Interactive world models for first-person shooter (FPS) games must resolve high-frequency overlapping control signals at every frame without disrupting unaffected regions. Existing methods inject actions globally and train on single titles, failing under dense FPS inputs. We observe that FPS actions are spatially selective: discrete events such as firing or reloading affect only a localized region around the weapon (the scope), while continuous camera and movement signals govern stable surroundings. We propose SCOPE, which inserts a conditioning module into each transformer block of a pretrained video diffusion model. It reshapes features into per-pixel temporal sequences so that each position computes its action response from local visual content. This separates in-scope effects from out-of-scope generation without segmentation labels. We also introduce CrossFPS, the first multi-game FPS dataset with frame-aligned action telemetry. It comprises 69K clips from 7 titles with 10-DoF controller signals, curated to remove gameplay bias. The model learns general visual-to-action mappings rather than game-specific patterns, enabling zero-shot transfer to unseen scenes. Experiments confirm strong action responsiveness, precise scope separation, and effective cross-game generalization.

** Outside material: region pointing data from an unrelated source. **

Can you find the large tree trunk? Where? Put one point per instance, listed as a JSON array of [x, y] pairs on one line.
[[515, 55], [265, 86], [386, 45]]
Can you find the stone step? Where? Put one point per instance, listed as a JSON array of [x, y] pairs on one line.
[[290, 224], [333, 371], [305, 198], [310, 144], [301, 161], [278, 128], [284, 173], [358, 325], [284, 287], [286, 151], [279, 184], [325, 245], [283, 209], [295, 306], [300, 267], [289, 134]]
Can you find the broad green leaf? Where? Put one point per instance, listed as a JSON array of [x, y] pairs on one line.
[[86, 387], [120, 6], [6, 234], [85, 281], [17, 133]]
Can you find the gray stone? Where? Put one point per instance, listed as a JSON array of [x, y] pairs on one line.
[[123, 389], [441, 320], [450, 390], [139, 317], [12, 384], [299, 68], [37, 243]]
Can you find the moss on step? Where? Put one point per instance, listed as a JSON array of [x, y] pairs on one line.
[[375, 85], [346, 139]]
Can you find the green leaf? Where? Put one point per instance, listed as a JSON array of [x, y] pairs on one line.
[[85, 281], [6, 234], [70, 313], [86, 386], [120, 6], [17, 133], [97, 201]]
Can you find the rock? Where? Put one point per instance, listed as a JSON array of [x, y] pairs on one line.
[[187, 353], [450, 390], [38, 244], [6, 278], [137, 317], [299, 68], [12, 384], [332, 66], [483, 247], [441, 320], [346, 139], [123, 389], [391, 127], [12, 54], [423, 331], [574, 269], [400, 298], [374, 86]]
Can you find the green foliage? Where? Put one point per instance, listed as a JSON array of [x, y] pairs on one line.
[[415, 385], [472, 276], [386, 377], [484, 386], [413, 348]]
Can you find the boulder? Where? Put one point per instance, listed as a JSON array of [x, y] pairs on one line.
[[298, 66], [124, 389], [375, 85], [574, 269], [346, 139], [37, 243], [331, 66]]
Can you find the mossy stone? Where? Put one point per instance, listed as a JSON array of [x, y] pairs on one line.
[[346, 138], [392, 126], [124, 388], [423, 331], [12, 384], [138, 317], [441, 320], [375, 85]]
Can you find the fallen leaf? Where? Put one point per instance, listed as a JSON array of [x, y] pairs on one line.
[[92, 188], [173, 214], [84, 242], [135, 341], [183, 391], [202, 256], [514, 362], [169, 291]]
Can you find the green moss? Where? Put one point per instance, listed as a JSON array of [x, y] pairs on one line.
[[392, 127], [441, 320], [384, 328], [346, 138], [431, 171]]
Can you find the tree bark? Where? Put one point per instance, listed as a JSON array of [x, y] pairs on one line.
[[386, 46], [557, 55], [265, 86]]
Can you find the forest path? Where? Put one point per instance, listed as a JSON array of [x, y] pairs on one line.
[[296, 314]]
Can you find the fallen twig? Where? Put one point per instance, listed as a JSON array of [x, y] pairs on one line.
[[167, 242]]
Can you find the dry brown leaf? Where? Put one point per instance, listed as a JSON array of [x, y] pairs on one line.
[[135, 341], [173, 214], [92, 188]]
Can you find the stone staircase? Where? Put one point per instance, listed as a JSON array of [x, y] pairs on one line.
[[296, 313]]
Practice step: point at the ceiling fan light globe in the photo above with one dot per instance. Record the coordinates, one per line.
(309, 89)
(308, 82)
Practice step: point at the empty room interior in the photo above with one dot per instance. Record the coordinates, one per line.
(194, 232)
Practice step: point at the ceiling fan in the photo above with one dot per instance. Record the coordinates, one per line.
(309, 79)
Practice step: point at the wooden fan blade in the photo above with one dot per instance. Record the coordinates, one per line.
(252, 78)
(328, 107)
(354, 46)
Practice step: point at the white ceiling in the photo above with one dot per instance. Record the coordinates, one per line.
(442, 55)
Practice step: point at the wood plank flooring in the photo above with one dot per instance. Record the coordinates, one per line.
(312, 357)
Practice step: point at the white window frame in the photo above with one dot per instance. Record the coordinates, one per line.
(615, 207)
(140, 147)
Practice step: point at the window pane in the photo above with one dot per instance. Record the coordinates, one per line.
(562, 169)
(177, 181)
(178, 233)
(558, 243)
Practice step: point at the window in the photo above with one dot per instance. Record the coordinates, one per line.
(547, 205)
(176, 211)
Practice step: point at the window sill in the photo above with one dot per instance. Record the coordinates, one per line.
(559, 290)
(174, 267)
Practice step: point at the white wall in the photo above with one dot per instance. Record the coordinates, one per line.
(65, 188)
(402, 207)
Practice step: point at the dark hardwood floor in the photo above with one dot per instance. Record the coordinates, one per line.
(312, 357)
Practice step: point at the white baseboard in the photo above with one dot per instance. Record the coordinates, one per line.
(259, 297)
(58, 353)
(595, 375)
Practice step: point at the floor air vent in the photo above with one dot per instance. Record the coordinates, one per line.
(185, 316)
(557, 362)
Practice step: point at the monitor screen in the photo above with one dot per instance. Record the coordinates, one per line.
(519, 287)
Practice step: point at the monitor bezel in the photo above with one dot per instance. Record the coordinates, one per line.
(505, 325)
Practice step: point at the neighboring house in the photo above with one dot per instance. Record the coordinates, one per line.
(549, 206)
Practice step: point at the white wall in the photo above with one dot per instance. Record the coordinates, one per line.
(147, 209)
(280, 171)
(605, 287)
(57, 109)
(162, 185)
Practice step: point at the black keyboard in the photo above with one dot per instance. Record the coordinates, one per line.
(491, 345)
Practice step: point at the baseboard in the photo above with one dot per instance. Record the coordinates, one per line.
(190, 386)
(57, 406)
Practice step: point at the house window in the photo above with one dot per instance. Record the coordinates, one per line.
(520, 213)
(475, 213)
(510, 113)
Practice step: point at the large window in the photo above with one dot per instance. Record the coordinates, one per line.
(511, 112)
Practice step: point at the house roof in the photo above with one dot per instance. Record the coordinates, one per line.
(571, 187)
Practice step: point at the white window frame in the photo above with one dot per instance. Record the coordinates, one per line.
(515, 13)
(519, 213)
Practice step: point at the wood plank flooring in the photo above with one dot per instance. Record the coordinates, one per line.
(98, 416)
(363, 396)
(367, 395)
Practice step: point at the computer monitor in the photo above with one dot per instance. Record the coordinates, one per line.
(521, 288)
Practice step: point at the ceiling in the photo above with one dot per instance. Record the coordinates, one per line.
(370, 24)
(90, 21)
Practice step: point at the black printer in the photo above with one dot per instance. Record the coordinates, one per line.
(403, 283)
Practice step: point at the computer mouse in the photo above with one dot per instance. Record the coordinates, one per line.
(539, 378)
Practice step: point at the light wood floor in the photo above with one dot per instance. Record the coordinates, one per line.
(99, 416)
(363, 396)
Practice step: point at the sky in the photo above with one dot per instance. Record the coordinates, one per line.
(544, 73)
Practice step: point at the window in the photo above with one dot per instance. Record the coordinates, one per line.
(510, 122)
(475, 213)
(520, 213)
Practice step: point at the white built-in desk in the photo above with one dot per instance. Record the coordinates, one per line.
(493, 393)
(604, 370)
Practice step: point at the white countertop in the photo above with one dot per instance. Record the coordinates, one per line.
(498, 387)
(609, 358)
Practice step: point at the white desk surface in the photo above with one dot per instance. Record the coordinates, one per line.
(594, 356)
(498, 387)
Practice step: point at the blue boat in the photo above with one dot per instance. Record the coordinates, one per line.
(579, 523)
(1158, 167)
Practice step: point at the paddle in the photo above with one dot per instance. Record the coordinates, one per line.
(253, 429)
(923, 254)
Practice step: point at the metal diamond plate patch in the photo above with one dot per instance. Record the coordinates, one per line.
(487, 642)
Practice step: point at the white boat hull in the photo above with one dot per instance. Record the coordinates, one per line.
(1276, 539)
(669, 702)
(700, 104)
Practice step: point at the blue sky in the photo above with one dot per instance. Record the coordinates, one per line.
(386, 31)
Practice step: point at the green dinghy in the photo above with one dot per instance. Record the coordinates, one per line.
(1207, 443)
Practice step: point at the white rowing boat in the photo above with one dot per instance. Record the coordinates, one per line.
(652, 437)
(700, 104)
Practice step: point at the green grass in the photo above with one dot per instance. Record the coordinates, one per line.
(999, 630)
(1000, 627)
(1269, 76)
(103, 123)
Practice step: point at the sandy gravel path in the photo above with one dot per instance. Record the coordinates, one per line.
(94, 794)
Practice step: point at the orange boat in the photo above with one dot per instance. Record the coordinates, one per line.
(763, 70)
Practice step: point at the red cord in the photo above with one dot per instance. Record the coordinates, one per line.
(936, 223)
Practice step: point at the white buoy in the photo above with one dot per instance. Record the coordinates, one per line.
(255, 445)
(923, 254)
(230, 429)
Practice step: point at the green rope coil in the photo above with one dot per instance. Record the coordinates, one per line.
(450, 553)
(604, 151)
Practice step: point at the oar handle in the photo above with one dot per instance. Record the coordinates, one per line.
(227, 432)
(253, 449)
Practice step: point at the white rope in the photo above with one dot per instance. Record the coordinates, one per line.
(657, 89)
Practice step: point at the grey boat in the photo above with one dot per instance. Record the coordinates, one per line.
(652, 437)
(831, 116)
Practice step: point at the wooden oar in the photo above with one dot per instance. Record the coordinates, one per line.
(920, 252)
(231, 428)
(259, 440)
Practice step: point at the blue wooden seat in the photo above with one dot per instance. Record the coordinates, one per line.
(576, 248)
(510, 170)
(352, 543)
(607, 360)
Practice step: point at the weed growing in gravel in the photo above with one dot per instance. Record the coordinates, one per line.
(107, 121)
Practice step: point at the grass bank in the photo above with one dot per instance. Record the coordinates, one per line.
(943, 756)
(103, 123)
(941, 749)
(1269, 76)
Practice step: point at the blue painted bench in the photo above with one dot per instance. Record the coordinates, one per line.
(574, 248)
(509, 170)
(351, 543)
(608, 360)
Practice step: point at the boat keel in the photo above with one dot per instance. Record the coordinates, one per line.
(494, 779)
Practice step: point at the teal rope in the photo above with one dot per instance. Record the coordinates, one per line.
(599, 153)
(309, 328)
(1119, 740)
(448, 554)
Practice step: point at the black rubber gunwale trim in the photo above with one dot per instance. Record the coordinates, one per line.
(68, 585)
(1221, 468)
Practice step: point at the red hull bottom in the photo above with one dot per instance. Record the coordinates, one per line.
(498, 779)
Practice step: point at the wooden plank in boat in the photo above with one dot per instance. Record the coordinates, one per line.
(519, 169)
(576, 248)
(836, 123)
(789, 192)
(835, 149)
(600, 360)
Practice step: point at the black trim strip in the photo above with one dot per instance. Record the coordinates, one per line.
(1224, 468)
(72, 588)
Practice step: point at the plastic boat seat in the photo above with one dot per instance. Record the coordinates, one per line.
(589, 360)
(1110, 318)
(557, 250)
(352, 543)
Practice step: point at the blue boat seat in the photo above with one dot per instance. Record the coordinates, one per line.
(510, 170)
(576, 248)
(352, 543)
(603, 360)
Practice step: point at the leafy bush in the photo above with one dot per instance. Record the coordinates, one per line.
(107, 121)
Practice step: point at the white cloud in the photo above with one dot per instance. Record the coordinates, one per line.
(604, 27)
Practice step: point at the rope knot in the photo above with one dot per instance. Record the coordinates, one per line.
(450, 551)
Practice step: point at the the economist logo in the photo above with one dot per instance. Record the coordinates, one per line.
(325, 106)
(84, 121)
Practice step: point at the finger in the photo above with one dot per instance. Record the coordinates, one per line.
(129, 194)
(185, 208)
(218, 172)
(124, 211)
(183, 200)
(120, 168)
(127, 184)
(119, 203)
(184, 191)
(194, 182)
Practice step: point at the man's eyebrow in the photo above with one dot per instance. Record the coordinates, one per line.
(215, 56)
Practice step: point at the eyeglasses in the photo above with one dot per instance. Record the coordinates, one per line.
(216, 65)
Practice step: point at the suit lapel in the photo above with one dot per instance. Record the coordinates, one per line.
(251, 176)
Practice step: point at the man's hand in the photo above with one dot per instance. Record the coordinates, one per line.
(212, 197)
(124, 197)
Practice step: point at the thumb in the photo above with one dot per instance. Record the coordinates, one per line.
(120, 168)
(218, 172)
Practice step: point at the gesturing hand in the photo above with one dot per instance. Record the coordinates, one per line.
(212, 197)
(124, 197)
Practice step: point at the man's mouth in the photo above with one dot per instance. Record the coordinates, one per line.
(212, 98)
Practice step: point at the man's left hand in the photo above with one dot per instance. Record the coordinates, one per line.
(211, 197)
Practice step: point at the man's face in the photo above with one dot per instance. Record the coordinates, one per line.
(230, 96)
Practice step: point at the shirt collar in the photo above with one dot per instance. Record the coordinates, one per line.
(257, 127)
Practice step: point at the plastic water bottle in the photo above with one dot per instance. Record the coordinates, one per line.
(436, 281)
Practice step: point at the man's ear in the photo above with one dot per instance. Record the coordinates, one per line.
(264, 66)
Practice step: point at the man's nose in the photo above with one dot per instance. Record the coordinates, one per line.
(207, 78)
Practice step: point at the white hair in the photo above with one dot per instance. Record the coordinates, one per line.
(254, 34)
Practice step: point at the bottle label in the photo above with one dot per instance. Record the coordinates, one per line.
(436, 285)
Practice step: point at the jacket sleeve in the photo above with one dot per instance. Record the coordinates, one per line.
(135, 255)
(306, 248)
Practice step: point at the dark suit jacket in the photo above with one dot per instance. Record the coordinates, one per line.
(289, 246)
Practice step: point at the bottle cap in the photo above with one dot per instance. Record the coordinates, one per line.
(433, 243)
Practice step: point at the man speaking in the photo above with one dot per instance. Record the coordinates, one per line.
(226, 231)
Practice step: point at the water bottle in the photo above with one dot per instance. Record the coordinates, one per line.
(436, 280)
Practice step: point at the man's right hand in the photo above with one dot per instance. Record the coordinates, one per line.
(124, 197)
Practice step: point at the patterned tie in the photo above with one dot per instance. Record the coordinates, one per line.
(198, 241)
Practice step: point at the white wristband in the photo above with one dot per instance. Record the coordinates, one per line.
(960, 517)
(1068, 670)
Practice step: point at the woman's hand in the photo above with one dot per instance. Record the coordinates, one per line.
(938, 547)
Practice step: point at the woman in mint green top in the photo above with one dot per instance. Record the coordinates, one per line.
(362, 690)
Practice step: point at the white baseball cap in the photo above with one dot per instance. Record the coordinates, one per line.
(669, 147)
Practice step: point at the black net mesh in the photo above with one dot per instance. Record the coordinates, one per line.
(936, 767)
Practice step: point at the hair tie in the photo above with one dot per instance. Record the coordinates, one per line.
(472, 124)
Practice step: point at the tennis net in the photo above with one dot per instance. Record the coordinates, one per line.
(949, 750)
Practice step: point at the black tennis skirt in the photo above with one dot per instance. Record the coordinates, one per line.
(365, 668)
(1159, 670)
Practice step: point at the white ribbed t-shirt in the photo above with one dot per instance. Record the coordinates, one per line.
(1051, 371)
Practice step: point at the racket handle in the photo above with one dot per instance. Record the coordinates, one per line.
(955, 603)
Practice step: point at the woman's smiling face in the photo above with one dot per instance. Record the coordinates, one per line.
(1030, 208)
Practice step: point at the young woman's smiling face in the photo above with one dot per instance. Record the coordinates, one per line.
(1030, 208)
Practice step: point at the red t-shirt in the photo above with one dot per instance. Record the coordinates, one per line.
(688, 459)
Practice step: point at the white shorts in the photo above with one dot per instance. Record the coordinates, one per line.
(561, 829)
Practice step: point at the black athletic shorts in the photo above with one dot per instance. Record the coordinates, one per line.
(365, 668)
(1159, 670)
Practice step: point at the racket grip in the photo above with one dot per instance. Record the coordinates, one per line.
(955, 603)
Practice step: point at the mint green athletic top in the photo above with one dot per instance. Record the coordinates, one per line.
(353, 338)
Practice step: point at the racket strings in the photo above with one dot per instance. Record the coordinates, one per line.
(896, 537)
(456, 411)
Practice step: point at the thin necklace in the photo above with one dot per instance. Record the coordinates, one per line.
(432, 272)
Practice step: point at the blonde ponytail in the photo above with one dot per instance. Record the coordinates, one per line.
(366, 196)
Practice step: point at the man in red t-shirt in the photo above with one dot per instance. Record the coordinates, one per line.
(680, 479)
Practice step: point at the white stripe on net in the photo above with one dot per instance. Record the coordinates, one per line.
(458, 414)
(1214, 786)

SCOPE inserts a spatial action decoupling module into each DiT block. Discrete events use cross-attention to confine effects to in-scope regions; continuous controls use MLP fusion and temporal self-attention for smooth ego-motion. All output projections are zero-initialized for stable residual training.
Figure 1. SCOPE architecture with dual-pathway spatial action decoupling module.
SCOPE is trained on CrossFPS, a multi-game dataset with 69K clips from 7 FPS titles and frame-aligned 10-DoF gamepad telemetry.
Figure 2. CrossFPS: 69K clips across 7 FPS titles with per-frame 10-DoF action annotations.
SCOPE supports dense per-frame 10-DoF control with simultaneous multi-action composition, enabling high playability across diverse unseen environments.
SCOPE generalizes zero-shot to unseen visual styles from a single context frame, without any fine-tuning.
Side-by-side comparison with Wan2.2, HY-World 1.5, LingBot-World, and Matrix-Game 3.0.
Table 1. Quantitative comparison on the CrossFPS test set.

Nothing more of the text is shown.